Year 2
The past year has seen excellent progress across all of our Specific Aims. Specifically:
i) We have made the first, to our knowledge, quantitative measurements of intercellular mechanical force transmission between human embryonic stem cells (hESCs). This powerful technology has the capacity to transform our understanding of the molecular and physical underpinnings of tissue and organ morphogenesis.
ii) We identified probable proteins that control stem cell proliferation and pluripotency maintenance. We used a high-throughput proteomics strategy to identify proteins that are likely to regulate the localization and activity of transcription factors that regulate cell proliferation specifically in hESCs. This experiment revealed both previously known and novel players in this complex signaling network. Excitingly, newly identified proteins suggest the presence of uninvestigated mechanically activated signaling pathways in hESCs.
iii) We created tunable stiffness substrates for hESC culture with completely defined molecular composition.

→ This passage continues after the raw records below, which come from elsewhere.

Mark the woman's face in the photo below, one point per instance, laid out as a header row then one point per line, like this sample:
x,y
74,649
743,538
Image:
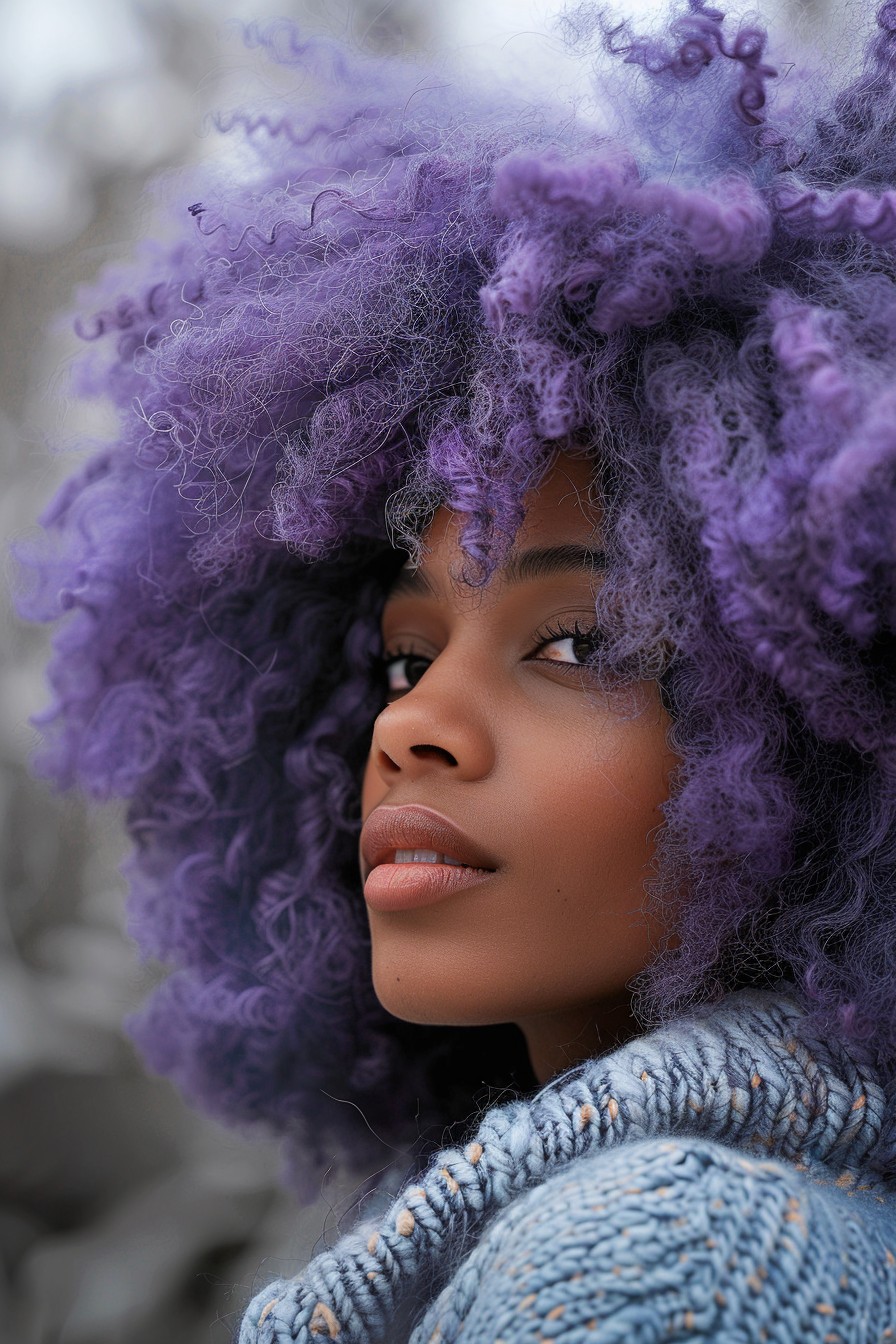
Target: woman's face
x,y
497,749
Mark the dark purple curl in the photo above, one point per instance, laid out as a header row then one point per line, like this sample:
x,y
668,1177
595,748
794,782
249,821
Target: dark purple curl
x,y
411,297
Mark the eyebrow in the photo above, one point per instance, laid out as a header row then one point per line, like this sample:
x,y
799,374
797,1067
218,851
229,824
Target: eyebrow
x,y
538,562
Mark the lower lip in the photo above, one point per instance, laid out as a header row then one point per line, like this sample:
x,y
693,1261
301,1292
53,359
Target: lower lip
x,y
405,886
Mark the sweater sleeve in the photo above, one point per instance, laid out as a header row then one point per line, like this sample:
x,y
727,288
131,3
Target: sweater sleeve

This tool is required to recreate the physical environment of the early embryo, and is expected to be critical discovering the molecular pathways that underlie mechanically directed hESC differentiation.
iv) We found that the expression levels and conformation of a specific protein that regulates cell-cell adhesion influence hESC colony morphology and adhesiveness. Separate, non-CIRM funded research in the Dunn lab showed that this same protein is likely a master mechanosensor at cell-cell junctions (Buckley et al. Science 2014). Together, these data hint at an underlying molecular mechanism that may direct the formation and shape of living tissues.